In Y: The Descent of Men, Jones gives a wide-ranging account of maleness, inlcuding everything from baldness to hormones to erectile dysfunction to basic physiology.

This book is rather well written. It may seem odd to apply a stylistic analysis to a book that is supposed to be scientific, but that is the first thing I noticed. The book is readible, and for non-fiction, that takes some doing. Jones’ style is relaxed, yet informative, and British humor shows throughout the book.

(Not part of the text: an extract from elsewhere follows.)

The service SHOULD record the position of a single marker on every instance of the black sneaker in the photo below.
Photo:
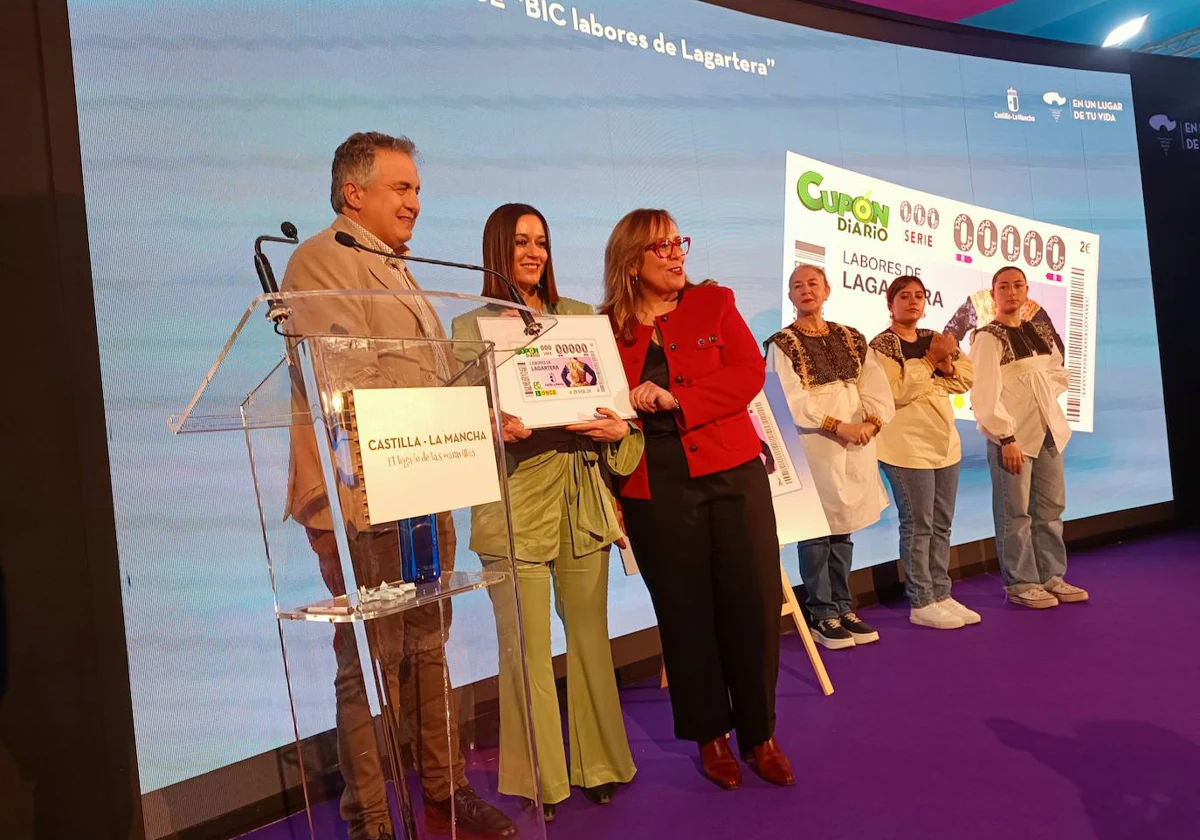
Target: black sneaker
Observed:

I will admit that this book wasn’t what I was expecting. I read this book for a Gender Issues (Human Sexuality) course, and was expecting it to make an argument for or against something–it doesn’t. The jacket cover calls it an “exploration of maleness”, and that sums it up rather well. Jones looks at maleness in differing levels, varying from the chromosomal to the behavioral to the historical. In all cases, he keeps the reader thinking, and frequently sends them running for a dictionary, all without lapsing into too much jargon. The topics discussed were interesting, and Jones goes into enough detail to satisfy curiousity, but not so much as to endlessly bore the reader. (My perspective on that, however, may be slightly skewed, as the reading was supplimented with many journal articles for the course I took, covering many of the same topics.)

There are several things Jones summarily dismissed in his book without explaining the reasoning (or giving sources) behind the dismissals; I found this particularly frustrating, given my only other perspective on those particular issues, such as the search for a genetic “Adam” that has led geneticists/biologists to Ethiopia, is from journal/scientific articles by those involved. More sources would have been nice, as would more explanation of a dismissal such as “The hint is vague at best.”